カーズ/クロスロード

『クロスロード』(ウォルター・ヒル監督/1986)。

ぼくが洋画でベスト10を選ぶとすれば、この作品は入ってこないかもしれない。でも、じゃあ洋画ベストっていう趣向じゃなくて、ほんとに好きな、とっておきの、蔵出しの作品を出してみなさいと言われれば、これを1番にしたっていい。そのくらい好きな映画。

この作品がレンタル店に並び始めた1987年頃、ロバート・ジョンソンなんてほんとに好きなマニアしか知らなかった。だもので、この映画にコーフンしたぼくは、「ラルフ・マッチオがね。ロバート・ジョンソンの幻の30曲目を探して南部を旅する映画なんだよ。すげーんだよ」なんて語る相手もほとんどいなかった。あれから20年たって、「ロバジョン知ってる人口密度」は、10倍くらいになったような感覚がある。いいことだ。

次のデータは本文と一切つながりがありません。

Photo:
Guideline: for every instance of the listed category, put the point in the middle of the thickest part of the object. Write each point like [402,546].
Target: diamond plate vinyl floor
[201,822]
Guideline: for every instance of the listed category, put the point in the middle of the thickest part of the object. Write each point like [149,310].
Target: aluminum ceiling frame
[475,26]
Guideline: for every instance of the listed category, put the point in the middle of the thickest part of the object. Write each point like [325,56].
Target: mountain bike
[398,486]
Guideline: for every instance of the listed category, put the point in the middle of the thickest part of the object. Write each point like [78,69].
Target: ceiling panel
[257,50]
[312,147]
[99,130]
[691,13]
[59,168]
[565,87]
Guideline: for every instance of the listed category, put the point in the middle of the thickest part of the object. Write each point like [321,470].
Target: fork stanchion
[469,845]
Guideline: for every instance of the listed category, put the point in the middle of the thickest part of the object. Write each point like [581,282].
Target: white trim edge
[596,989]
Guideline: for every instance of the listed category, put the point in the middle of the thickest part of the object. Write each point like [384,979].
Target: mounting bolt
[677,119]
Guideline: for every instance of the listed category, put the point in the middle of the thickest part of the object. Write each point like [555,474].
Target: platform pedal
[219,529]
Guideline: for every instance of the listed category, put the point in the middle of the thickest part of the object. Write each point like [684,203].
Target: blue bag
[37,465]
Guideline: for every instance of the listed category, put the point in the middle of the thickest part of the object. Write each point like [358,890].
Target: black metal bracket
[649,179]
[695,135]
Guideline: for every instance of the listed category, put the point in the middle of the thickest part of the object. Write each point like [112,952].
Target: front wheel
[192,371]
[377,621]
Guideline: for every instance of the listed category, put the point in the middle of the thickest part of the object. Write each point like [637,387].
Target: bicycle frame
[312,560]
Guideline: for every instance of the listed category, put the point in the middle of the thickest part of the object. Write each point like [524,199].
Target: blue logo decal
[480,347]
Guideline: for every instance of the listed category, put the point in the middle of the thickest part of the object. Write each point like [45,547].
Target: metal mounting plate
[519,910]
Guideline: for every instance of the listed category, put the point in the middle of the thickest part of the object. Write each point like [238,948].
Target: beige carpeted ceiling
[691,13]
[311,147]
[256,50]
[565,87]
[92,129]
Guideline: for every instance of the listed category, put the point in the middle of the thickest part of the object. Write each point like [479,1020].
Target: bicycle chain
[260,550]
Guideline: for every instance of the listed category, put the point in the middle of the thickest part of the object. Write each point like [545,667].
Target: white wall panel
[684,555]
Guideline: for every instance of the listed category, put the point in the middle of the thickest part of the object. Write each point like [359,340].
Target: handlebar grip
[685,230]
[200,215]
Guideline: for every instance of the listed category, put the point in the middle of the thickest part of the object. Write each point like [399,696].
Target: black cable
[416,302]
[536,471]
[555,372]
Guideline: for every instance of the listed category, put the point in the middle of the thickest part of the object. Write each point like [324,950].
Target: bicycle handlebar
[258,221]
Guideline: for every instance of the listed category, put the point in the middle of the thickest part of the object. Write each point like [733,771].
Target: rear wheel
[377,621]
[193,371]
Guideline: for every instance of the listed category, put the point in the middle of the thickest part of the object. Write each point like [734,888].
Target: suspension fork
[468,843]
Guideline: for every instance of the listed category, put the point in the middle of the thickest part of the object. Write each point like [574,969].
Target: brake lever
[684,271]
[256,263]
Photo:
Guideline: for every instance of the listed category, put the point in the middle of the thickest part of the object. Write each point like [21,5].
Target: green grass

ザ・バースデイクラブという久留米のバンドでボーカルをやっていた田中シゲル氏に、この映画の話をすると、彼もすぐに観て感激したらしく、これをモチーフにした曲を書いた。あの曲もいい曲だったけど、知る人はロバジョンを知ってる人よりもうんと少ない。

とにかくギター弾きにとっては、こんなに楽しくもロマンティックな映画はない。ジュリアードに通う天才クラシックギタリストの少年が、ニューヨークの療養所から脱走した伝説のブルースマン、ウィリー・ブラウンと放浪しながらミシシッピへ向かう。こう聞いただけで、うひょーと思える人にはおすすめ。

旅をしながら少年のギターは、昔のブルースのコピーからどんどん進化していく。そのフレーズはライ・クーダーだ。なるほど、ライ・クーダーの音楽というのは、そういうことだったのかと知る。この人には、『ブエナ・ビスタ・ソシアル・クラブ』の時もお世話になった。クーダーがいなければ、素敵な映画を二本も観そこなうところだ。